Constructing a Media Narrative with Distant Bricks

Part of my weekend went toward an attempt to view some unedited video taken by Steve Ahlquist of RI Future at the first #NotMyPresident rally in Providence.  My suspicion is that somebody in the crowd shouted some outrageous things (even more outrageous than the “shut up, white boy,” that slipped past the censor), and the smiling activist making a speech at the time agreed with him.

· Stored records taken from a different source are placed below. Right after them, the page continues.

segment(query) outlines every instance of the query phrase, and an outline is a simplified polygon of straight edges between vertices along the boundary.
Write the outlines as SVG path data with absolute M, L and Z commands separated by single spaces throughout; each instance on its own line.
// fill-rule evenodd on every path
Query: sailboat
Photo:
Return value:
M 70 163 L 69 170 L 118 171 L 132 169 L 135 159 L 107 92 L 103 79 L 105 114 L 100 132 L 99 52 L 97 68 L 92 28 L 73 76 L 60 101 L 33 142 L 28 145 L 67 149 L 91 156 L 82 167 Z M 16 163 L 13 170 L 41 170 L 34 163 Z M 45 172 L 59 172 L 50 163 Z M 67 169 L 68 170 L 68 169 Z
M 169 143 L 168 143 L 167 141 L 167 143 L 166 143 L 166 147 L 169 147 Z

We know from news reports that other journalists were in attendance, and within ear shot, at the time, and yet I’ve seen not a word about it and precious little about the racism that the speaking activist, Mike Araujo, unambiguously proclaimed.  And yet…  here’s a story out of California that did make today’s Providence Journal, by way of the Washington Post:

Three young men were standing on the sidewalk [at a Veterans Day parade in a northern California town], each carrying a variation of the Confederate flag. …

Two of the men, the congressman said, were wearing Donald Trump T-shirts.

A few guys holding flags and wearing t-shirts in an unnamed town on the other side of the country?  That’s news.  Overt racism at an event in Providence?  Not so much.

An unconfirmed story about somebody threatening a Muslim college student and demanding she take off her hijab in Michigan?  That fits the narrative.  An anti-Trump protester holding a “Rape Melania” sign or a man being beaten while his attackers shout about his supporting Trump?  Eh, the page layout people just don’t see the space.

Led by the progressive hate group, the Southern Poverty Law Center, the mainstream media is already hard at work constructing another false narrative.  For younger readers, this is now an undeniable pattern.  During the two terms of George W. Bush, the media made stars out of people who hated him and fomented as much outrage as they could.  During Barack Obama’s two terms, the “stars” turned into villains, and the president’s own outrages were barely covered and never, ever characterized as “scandals.”

Now, they’re back to ginning up “resistance” without missing a beat, and the violence they’re stoking is starting out at a much more fevered pitch.  With these stories, anybody who genuinely feels endangered in the Trump Era will only live under a larger shadow, and any of them inclined toward violence will only feel more justified in using it.

Anybody who might ask how we can trust a news media that behaves this way, the short answer is that we can’t.  Specific facts reported will likely be reliable (although look carefully for words like “unconfirmed” tucked deep in the text), but the narrative they’re constructing is false.  Moreover, it’s a central reason we wound up with Donald Trump as a president.  I shudder to think what might be next if they keep it up.